News of an investment in young adult publishing is especially welcome amidst a recent downturn of sales in the UK and Australia.
“We are very excited to see what Wakefield’s new YA list has in store for local, homegrown books,” say Dymocks Adelaide’s specialist YA booksellers Amelia Rohrlach and Mhairi Tocher. “We love supporting #LoveOzYA books and writers.”
“Given the amount of talent in Australian YA, we think it’s a really exciting area to be working in, and that there are plenty of new authors and stories out there to be discovered, nurtured and published,” says Margot.
“I really do believe that because we’re small, we can do things other publishing houses couldn’t necessarily do. I want to take books that might have been passed over elsewhere because they might need more work. I’m really interested in developing new authors from the ground up.”
Making Friends with Alice Dyson began life as a manuscript entered into the Adelaide Festival Arts South Australia Unpublished Manuscript Award, for which it was shortlisted.
“I remember thinking, I don’t know if this will win or not, but I’m definitely going to publish it,” says Margot, who is a regular judge for the biennial award, which offers as a prize $10,000 and publication by Wakefield Press. She literally chased the author at the awards ceremony and told her, “I want to publish your book.”
In 2016, Charlie Archbold’s Mallee Boys, a novel of grief, masculinity and coming-of-age set on a farm in the Mallee region, won the award. It was published by Wakefield Press and edited by Margot, who says the book cemented her desire to keep publishing YA.
“I cried every time I read it,” she admits. Last year, in 2018, it was an Honour Book of the Year for Older Readers in the prestigious Children’s Book Council of Australia Awards, and has gone on to be an Australia-wide bestseller.

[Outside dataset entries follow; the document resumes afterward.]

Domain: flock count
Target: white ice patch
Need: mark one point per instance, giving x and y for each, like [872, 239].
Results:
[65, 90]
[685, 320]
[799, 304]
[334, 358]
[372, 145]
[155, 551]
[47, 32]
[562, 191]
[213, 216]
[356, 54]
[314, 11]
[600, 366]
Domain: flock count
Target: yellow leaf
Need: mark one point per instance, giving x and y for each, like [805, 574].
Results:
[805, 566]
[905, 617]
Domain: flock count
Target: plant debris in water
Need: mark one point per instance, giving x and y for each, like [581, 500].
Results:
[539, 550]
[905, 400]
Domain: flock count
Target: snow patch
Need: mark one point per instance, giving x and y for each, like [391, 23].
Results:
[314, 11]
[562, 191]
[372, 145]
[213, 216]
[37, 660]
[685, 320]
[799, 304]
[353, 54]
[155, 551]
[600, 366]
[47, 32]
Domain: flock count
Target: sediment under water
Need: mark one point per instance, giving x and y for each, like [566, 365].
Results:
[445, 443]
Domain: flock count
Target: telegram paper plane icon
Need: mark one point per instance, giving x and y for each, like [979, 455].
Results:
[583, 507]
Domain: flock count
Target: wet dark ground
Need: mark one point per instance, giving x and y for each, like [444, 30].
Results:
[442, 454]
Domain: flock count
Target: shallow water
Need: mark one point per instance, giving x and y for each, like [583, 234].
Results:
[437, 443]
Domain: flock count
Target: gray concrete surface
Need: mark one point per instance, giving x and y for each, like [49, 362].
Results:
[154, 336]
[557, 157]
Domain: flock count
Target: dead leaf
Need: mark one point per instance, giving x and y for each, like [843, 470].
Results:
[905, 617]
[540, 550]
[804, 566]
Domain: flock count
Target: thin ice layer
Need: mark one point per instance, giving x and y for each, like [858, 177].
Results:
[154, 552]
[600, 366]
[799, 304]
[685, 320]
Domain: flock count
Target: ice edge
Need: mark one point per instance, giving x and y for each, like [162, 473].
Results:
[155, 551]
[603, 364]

This followed Simon Butters’s The Hounded (2016), also discovered through the Adelaide Festival unpublished manuscript award, and longlisted for the Children’s Book Council of Australia Book of the Year for Older Readers on publication.
Adelaide’s YA community is acknowledged as being extraordinarily rich: renowned local novelists include Vikki Wakefield, who launched Making Friends with Alice Dyson this week, and Allayne Webster, who endorsed the book, as well as Jared Thomas, Margot McGovern and Wakefield’s own Charlie Archbold and Simon Butters.
“Prominent Adelaide authors are more than willing to mentor and offer guidance to emerging voices, which is stunning,” says YA agent, expert and author Danielle Binks. “You seem to have a fabulous sense of community there, and nurturing of new and emerging voices.”
Wakefield Press has been open for YA submissions since November 2018. Margot’s second YA novel as publisher has already been signed for late 2019: Otherwise Known as Pig, a hard-hitting and engaging look at bullying, full of dark humour, by educator and author Catch Tilly.